梅琳就是不用法術,單靠肉搏,也絕對可以硬撼一名大騎士的。
就在安東惶恐的目光中,梅琳已經飛起一腳正中對方的襠部分……一陣蛋蛋的憂傷不可抑制地令安東發出一聲狼嚎般的吼聲,他下意識地雙手捂襠,上身下俯。
梅琳打的是連擊,動作不停,一腳落地后,借勢上前,右膝猛然提起,正好與安東的臉部下來了個親密接觸……就像是兩索肉的互撞,發出一聲沉悶的響起,安東的頭部猛然后仰,臉上已經是一片血肉模糊,,人已經昏迷不醒,連叫都叫不出來了。
砰!
梅琳得理不饒人,一個沖天炮砸在安東的下巴上……確實很痛,但至少安東此時醒了,而且很配合地大聲慘叫起來。
“沒用的垃圾囂張跋扈有何意義?”
梅琳心中雖然沒有了殺意,但也沒有就此放過對方的道理……五指伸開,由拳變掌,噼里啪啦的不停亂打對方的耳光。
其動作之快,簡直有如電光火石一般,這二十來記耳光下去,可憐一位三級魔法師,這雙頰已紅腫得跟豬頭一般。
隨后梅琳又一腳揣像他的胸膛將這沒用的家伙踢倒在地上,順便袖袍一裹,將他手中的沙鷲之眼奪過來了。
倒不是貪圖對方的寶物,她手上有黑暗精靈王煉制的巫杖,根本看不上這一根。不過,這個沙鷲之眼還是有幾分特殊的,比較有研究價值。
整個過程說起來繁復,其實不過幾息的功夫,圍觀的魔法師們,一個二個都目瞪口呆了。
一是想不到目空一切的沙鷲家族的少主,居然膿包到如此地步;二是堂堂三級魔法師斗法,怎么詭異得仿佛市井無賴打架。
沒有絢爛的法術,更不見使用什么魔化物品,沙鷲之眼雖然拿出,但根本卻沒有發揮半點用途。若不是親眼目睹,這種事情隨便誰講與他們聽都不會有人相信。
“少主!”
安東的追隨者不由得大驚失色,埃里克性情殘暴以極,對這位直系血親的孫子卻寵愛無比,否則也不會砸下無數藥劑,讓他晉升至三級魔法師。

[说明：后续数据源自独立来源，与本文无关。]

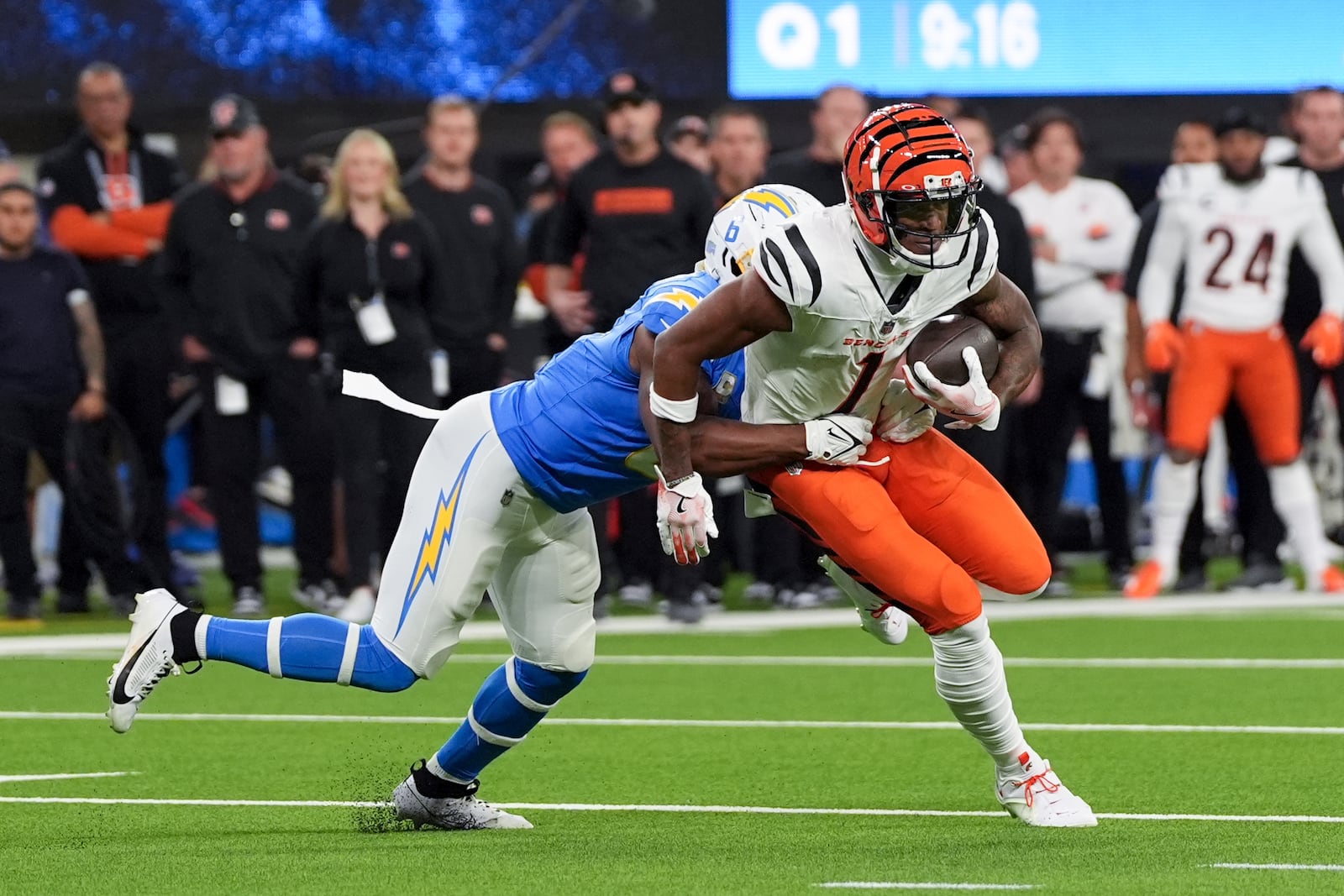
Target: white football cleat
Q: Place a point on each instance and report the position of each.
(878, 618)
(360, 606)
(1035, 795)
(147, 660)
(450, 813)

若是少主在這里陌落,他們不敢想象后果,恐怕每一個都會求生不得,求死不能。
可面對這位女魔法師,連少主也一個回合就被打倒了,她們這些一級魔法師,又有什么反抗的余地呢?
好在梅琳雖然不是什么善人,但對這樣的膿包,卻也提不起什么殺意的,反正以她的修為,也不怕區區沙鷲老祖的報復,故而那位少主,在被打成豬頭以后,倒也幸運的將小命保住了。
其實梅琳也有些詫異,這一戰贏得簡直輕松之極,她如今雖然外表是二級魔法師,但已經可以使用三級魔力,就算是對上安東的祖父埃里克,也有一戰之力,更別說是安東了。
“滾!”
看著這個一臉慘相的家伙,梅琳心里一陣厭惡,殺了他沒得污了自己的雙手……就這么一個窩囊廢,難道還怕他報復。
安東驚又怒,眼中滿是怨毒,但更多的卻是恐懼……這家伙雖囂張跋扈慣了,但到底還沒有白癡到不知死活,眼前的女惡徒,顯然不是自己可以招惹的。